While the out of control shenanigans implied in the title may lead the casual punter to believe the book is simply a catalogue of rampantly drunken student capers, House Party is a far more layered piece of storytelling than that. Anyone who has taken that university journey will be able to identify with the cast here because when the social whirlwind of student life comes to its abrupt end nothing can ever quite prepare you for the crashing post-graduation anti-climax. There’s a sense of loss – almost a grieving process – in those first months after finishing college that Smith captures so acutely here, as can be seen in our introduction to Michelle in the top banner image on this review.
But beyond that flawlessly observed portrayal of the aimlessness that comes in the void between leaving education and finding our place in the world, Smith uses Michelle, Siobhan and Neil to remind us of those points in life where we have to stop looking backwards and embrace the future. Through the events of their disastrous “one last hurrah” and the wreckage – both literal and emotional – that comes in the fallout of this ill-advised shindig she underlines with an almost weary resignation a reality that nobody wants to have to face. Sometimes friendships and relationships are bound together by a shared experience and without that glue to bind them they slowly begin to come apart.
Lest this all begins to start sounding far too heavy and introspective I have to emphasise that House Party is also a very funny graphic novel as well. Pretentious student band The Helveticas, the tedium of Come Dine with Me re-runs, slapstick inebriated carnage and some cracking one-liners – “Has there ever been a better symbol of two completely different worlds colliding than a tagged baking tray…” – are just a small sample of the ways in which Smith will bring a wry smile to your face in these pages. Sometimes the comedy works so well because it evokes an empathic sense of familiarity, and sometimes because it makes you squirm in discomfort, but it’s all perfectly set up and impeccably timed.
Great Beast have done their audience proud with the physical presentation of this handsomely packaged softcover which allows Smith’s art to really shine on the high quality paper stock.
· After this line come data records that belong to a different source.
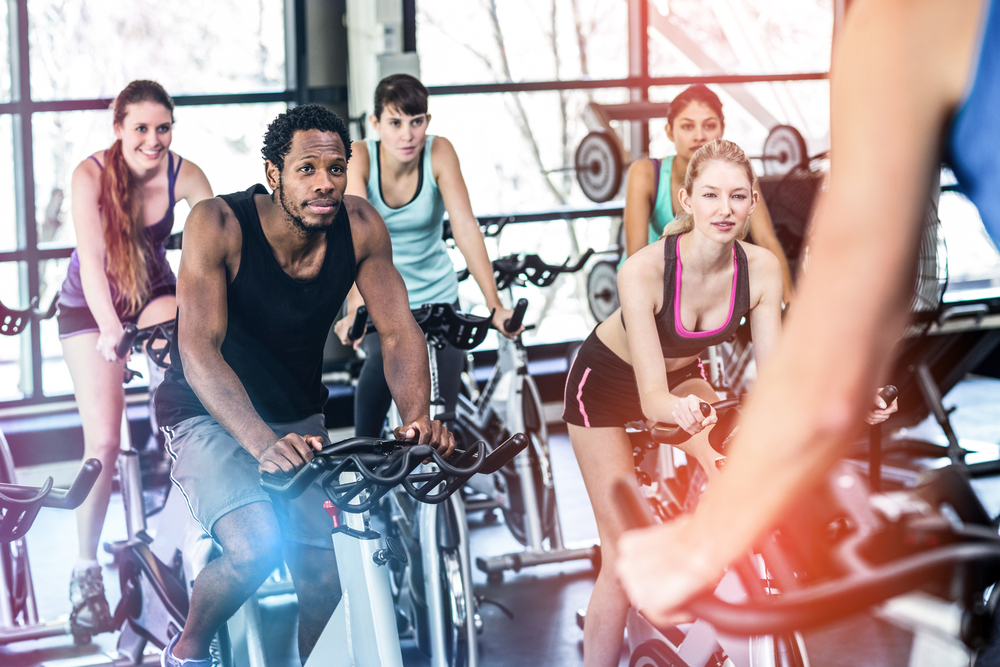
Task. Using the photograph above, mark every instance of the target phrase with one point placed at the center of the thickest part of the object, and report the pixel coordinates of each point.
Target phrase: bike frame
(512, 367)
(427, 518)
(362, 631)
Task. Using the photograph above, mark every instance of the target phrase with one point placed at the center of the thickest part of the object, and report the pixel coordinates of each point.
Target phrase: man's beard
(297, 221)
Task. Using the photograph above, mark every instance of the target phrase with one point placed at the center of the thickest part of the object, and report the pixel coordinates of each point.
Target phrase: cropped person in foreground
(912, 83)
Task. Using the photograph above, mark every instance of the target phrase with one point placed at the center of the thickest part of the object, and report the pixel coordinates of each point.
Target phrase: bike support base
(497, 565)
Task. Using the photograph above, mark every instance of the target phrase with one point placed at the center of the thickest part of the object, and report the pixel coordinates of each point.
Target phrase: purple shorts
(601, 390)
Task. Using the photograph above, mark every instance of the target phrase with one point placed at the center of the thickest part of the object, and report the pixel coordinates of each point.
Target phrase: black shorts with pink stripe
(601, 390)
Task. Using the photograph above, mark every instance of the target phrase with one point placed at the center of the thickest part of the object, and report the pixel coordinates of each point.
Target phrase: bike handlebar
(436, 320)
(384, 464)
(128, 338)
(671, 434)
(139, 340)
(816, 604)
(521, 269)
(515, 321)
(13, 322)
(20, 504)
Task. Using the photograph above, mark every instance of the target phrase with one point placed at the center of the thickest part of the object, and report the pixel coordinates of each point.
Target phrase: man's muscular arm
(211, 237)
(404, 349)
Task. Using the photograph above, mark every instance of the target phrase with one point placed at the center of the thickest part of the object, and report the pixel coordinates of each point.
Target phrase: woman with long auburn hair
(123, 201)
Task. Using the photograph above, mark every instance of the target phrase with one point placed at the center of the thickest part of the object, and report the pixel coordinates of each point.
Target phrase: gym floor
(542, 600)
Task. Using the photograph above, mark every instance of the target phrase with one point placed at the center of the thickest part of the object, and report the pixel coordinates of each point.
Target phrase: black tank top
(675, 341)
(277, 326)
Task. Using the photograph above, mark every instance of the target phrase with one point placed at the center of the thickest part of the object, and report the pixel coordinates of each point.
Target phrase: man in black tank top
(262, 278)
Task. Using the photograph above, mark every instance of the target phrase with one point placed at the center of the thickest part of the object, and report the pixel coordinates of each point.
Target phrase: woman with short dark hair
(412, 178)
(651, 201)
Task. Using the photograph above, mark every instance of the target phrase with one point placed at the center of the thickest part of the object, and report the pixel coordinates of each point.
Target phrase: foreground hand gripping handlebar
(891, 544)
(384, 464)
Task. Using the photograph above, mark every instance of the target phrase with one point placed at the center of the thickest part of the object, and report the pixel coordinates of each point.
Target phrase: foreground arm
(849, 311)
(202, 319)
(404, 348)
(357, 185)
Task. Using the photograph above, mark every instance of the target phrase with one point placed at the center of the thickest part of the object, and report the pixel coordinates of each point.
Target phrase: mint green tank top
(663, 207)
(415, 229)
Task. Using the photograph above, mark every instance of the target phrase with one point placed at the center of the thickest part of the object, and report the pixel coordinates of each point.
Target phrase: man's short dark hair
(278, 138)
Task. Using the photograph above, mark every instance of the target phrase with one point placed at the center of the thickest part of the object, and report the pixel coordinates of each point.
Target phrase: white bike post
(362, 631)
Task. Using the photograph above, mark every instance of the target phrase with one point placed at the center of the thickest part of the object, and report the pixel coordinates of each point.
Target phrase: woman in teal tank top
(694, 119)
(413, 178)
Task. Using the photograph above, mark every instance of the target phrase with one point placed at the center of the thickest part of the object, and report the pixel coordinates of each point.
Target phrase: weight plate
(598, 167)
(784, 149)
(602, 290)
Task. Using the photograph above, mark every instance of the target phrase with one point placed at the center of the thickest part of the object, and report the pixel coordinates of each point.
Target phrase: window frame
(21, 109)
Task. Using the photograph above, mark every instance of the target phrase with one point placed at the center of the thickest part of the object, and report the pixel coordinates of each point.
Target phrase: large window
(526, 70)
(230, 66)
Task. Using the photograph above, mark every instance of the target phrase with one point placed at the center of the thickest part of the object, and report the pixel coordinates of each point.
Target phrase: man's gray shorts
(216, 476)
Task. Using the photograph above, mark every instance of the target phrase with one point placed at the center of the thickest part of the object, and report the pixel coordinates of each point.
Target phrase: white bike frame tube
(466, 561)
(427, 522)
(430, 551)
(362, 631)
(522, 463)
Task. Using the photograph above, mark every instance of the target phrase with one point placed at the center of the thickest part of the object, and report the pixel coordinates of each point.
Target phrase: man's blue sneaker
(167, 659)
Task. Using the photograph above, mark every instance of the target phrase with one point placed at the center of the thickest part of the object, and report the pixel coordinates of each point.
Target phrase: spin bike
(435, 537)
(925, 558)
(524, 490)
(669, 490)
(156, 572)
(19, 505)
(357, 474)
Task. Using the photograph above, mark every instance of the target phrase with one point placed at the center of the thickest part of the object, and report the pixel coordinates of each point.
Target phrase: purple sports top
(160, 274)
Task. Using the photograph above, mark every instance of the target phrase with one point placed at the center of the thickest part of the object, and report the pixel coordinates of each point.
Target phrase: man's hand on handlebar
(883, 411)
(107, 341)
(425, 431)
(501, 316)
(288, 454)
(688, 414)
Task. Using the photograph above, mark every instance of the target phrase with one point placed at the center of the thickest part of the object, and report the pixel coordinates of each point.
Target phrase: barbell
(600, 166)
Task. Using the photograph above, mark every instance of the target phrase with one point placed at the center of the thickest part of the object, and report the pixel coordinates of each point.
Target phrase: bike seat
(138, 558)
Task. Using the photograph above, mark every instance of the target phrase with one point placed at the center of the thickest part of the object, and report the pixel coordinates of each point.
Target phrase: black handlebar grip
(514, 323)
(77, 493)
(358, 326)
(889, 394)
(131, 331)
(631, 506)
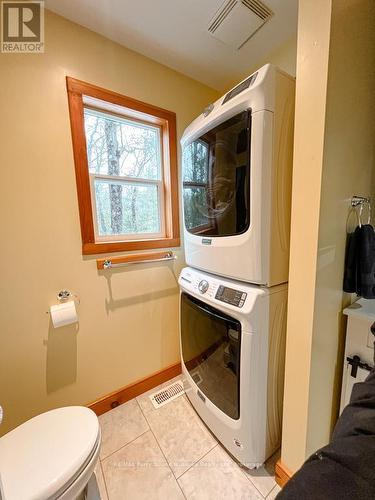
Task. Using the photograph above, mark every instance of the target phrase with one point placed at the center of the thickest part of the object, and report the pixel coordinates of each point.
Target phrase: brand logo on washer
(206, 241)
(238, 443)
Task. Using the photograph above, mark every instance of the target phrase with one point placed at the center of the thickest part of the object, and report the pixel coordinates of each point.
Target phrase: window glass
(117, 146)
(121, 151)
(125, 208)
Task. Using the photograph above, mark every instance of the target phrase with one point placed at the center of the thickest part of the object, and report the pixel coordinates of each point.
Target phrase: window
(126, 171)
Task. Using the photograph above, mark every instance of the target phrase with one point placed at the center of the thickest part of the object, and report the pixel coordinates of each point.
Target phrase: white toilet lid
(42, 456)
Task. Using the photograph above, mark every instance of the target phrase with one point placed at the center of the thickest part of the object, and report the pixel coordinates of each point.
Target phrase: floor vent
(161, 398)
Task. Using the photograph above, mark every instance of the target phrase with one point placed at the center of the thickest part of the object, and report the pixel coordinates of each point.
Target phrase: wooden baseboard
(282, 474)
(137, 388)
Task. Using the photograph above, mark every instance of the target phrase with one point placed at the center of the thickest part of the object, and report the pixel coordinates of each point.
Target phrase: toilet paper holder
(64, 295)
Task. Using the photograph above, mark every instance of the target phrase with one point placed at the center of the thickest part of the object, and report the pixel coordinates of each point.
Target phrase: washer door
(211, 346)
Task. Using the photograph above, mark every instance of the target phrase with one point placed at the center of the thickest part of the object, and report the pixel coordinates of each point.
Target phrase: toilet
(51, 456)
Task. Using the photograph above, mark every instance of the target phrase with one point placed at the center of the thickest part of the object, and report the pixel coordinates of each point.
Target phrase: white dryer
(232, 352)
(237, 167)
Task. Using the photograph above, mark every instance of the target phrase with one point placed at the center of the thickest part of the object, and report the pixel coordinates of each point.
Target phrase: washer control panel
(211, 288)
(203, 286)
(231, 296)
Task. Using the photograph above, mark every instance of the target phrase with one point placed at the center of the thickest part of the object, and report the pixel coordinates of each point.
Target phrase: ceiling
(174, 33)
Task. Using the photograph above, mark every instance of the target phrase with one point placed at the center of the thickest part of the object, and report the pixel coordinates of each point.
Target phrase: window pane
(125, 208)
(118, 146)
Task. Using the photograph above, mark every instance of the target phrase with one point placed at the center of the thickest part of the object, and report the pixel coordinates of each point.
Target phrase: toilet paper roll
(64, 314)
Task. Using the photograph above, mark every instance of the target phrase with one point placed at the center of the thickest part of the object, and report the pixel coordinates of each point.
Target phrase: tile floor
(168, 453)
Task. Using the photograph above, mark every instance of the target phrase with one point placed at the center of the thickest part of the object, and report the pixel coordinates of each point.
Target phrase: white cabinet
(360, 343)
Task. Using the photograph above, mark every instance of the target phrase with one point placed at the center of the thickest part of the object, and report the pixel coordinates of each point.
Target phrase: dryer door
(211, 343)
(216, 179)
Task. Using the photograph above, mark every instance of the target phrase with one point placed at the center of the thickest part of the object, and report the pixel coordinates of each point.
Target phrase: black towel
(359, 276)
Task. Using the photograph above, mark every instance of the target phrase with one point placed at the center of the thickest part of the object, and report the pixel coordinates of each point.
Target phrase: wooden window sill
(123, 246)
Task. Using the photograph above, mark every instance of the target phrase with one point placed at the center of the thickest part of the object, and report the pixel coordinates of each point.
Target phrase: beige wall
(128, 318)
(334, 159)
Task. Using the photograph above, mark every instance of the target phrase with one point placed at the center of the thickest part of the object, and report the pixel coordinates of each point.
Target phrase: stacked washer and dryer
(237, 168)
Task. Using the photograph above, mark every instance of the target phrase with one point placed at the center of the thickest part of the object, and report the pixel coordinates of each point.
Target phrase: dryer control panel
(231, 296)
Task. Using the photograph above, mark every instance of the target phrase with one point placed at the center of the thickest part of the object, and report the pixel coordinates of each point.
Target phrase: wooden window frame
(78, 92)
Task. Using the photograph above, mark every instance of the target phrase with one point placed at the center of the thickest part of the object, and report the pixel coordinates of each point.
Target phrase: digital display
(228, 294)
(231, 296)
(240, 88)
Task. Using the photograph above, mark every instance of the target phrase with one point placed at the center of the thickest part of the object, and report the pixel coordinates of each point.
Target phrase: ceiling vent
(238, 20)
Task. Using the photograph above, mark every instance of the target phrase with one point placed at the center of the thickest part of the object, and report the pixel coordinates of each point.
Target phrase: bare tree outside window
(124, 159)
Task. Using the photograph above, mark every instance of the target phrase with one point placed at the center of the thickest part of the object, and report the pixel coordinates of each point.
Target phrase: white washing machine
(237, 167)
(232, 350)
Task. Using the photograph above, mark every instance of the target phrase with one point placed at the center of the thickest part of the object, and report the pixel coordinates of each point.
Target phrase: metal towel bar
(134, 259)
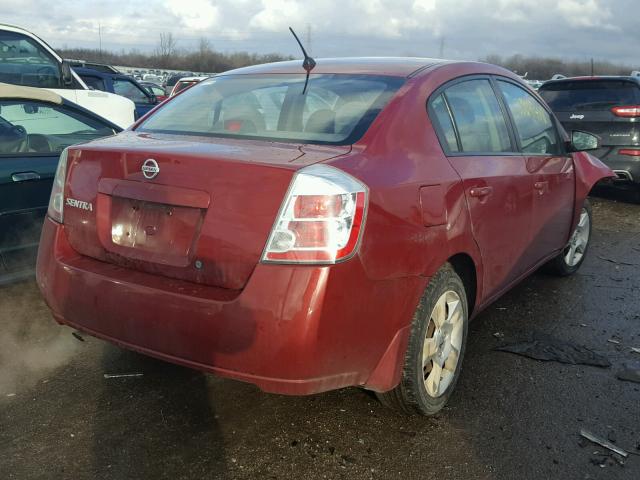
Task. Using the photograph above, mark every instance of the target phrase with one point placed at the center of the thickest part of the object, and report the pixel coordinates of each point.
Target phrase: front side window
(481, 125)
(42, 128)
(25, 62)
(129, 90)
(334, 109)
(533, 123)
Her cartooning is as spirited and vibrant as ever and those accustomed to her work will not be surprised when I say that her ability to succinctly summarise a character’s mood in just one all-expressive look remains undiminished. Just check out the crowd scenes in the party to see the smorgasbord of emotional states on show.
Given the longer form nature of House Party there’s also room for making use of the occasional single-page illustration for dramatic purposes which Smith ably employs to stress reactions in key scenes, or to make us linger on pivotal character moments. There’s a key sequence late on where one character’s sense of profound shock is underscored by the partygoers that she is now oblivious too slowly disappearing from each frame and only the lyrics of the music remaining. It’s a brilliant use of comics to stress a sudden moment of crushing devastation and just one example of many in House Party that prove what an innate understanding Smith has of how to manipulate the form to her needs.
House Party is an expertly structured offering – essentially a three-act drama bookmarked by a prologue and epilogue – and another Rachael Smith tale where every character, no matter how small their part in the proceedings, counts and has a role to play. As with some of her previous work she retains that ability to place the bleak and the whimsical side-by-side, and to leave the reader desperate to see more of this cast of characters regardless of the neatly tied up finale. Emotionally brutal, yet poignant, recognisable and refreshingly optimistic as well, House Party is an exquisite encapsulation of that moment of epiphany when we finally realise the nature of life’s constantly evolving state.